Der Klubobmann der liberalkonservativen TOP 09 im Abgeordnetenhaus, Miroslav Kalousek, warf Babis "Unmenschlichkeit" vor. "Wir bewegen uns in Richtung freiwillige Isolierung und Verachtung. Wir werden für diese dumme Politik bezahlen. Leider ganz zurecht", erklärte Kalousek.

Laut dem Klubobmann der Volkspartei (KDU-CSL) im Abgeordnetenhaus, Jan Bartosek, "tritt Egoismus und Rücksichtslosigkeit anstelle von Mitgefühl und Hilfe". Der Chef der Piratenpartei Ivan Bartos bezeichnete die Aussagen von Babis als "traurig" und warf dem Regierungschef vor, immer mehr auf die Wähler der "extremistischen Partei Freiheit und direkte Demokratie (SPD)" von Tomio Okamura zu zielen.
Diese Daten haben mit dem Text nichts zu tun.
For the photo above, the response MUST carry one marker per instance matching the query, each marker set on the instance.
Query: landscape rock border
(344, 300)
Der Vizepremier, Außenminister und Innenminister Jan Hamacek reagierte mit der Aussage, Tschechien sei weiterhin gegen Flüchtlingsquoten. Als 10-Millionen-Land würde man es aber bestimmt schaffen, 50 Kindern ein neues Zuhause zu bieten, die im syrischen Krieg ihre Eltern verloren hatten.

Bild: APA (AFP) © Bild: APA (AFP) Bild: APA (AFP)

Der Sprecher des Staatspräsidenten Milos Zeman, Jiri Ovcacek, nannte die Kritiker von Babis "Hyänen", die "nichts ahnende, unschuldige 50 syrische Waisenkinder zum Rammbock gemacht haben". "Helfen wir auch 5.000 Kindern, aber bei ihnen, in Syrien", so Ovcacek.

Auch Babis wies die Kritik als "Hysterie" zurück. "All jene, die so hysterisch auf mich reagiert haben, haben offenbar an zwei- oder dreijährige Kinder gedacht. Nicht an Kinder, die 17 Jahre alt sind", so Babis.

Der Regierungschef hatte in einem Interview mit der tschechischen Tageszeitung "Pravo" (Samstag-Ausgabe) die Initiative der christdemokratischen EP-Abgeordneten Michaela Sojdrova abgelehnt, syrische Waisenkinder aufzunehmen. "Warum sollten wir sie aufnehmen? Wir haben auch bei uns Waisenkinder, die wir auf ihr Leben vorbereiten müssen", hatte Babis gesagt.